Москвичи и москвички. Истории старого города | страница 38



В тех же немецких газетах (в том числе: «Blatter für literaturische Unterhaltung», «Didaskalia») переписывались из французских об этом происшествии подробности и сообщалось: «Жертвою дуэли оказался Мусин-Пушкин». Здесь произошло смешение имени Пушкина с неким представителем графской семьи Мусиных-Пушкиных.

В одной из газет можно было прочесть, что, когда Пушкин узнал о том, что смертельно ранен, он бросил свой пистолет в голову противника. А в других печатали:

«Поэт так был возбужден в своем гневе, что несмотря на смертельную рану, полученную в нижнюю часть брюшной полости, выпустил заряд из своего собственного пистолета, которым в свою очередь смертельно ранил своего соперника».

Получалось, что на дуэли были убиты оба дуэлянта.

Немецкие обыватели, видимо, не могли толком разобраться, о каком русском поэте шла речь в газетах, где его раньше часто величали как «М. А. фон-Пушкин». А здесь «М. А.» означало двойное имя «Мусин Александр».

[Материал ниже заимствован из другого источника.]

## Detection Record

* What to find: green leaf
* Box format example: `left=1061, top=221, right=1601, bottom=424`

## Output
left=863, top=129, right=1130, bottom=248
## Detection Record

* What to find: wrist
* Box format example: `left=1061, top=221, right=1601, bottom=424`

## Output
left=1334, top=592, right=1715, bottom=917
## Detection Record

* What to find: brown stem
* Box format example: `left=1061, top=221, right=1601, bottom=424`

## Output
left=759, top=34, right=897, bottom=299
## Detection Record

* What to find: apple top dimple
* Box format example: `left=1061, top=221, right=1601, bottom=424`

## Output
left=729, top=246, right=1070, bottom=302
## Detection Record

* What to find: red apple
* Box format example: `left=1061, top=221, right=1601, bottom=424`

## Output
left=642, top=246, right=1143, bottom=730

Было и такое высказывание «Недавно убитый на дуэли поэт Мусин-Пушкин… был изгнан из России за либеральный образ своих мыслей». Или другое о том, что Пушкин начал «… свое образование с Петербургской академии». А также: «…он стал рано и с успехом упражняться в обращении со всякого рода оружием и сделался опасным «бретером», «Er war ein gelehrter, aber ein russischer und dürch und dürch Russe (перевод: Он был учен, как может быть русский, которым он был душою и плотью)».

Еще писали:

«Он никогда не покидал пределов своего отечества и знал об остальных краях Европы только по рассказам либо своих земляков, либо иностранных уроженцев тех краев. Тем не менее он говорил с редким совершенством по-немецки и по-французски, был знаком с нашими классическими писателями и вообще имел глубокие познания (sein Wissen überhaubt tief)… Пушкин очень остроумно рисовал карикатуры. С куском мела в руке он каждый вечер обходил карточные столы и на их углах чертил портреты партнеров. Эти насмешливые изображения служили предметом беспрестанной потехи присутствующих.

Затем он сам садился к столу и вставал из-за него лишь около 10 часов для ужина, а поужинав, опять играл вплоть до утра. Жизнь его делилась между страстью к картам и к поединкам… Его напускной цинизм доходил до бесстыдства. Своих гостей он принимал, лежа в постеле без всякой одежды. Противоречием в характере этого, проникнутого резким национальным духом, русского человека было то, что он не обращал никакого внимания на религию и с особенным усердием старался казаться атеистом… Он легко поддавался смеху».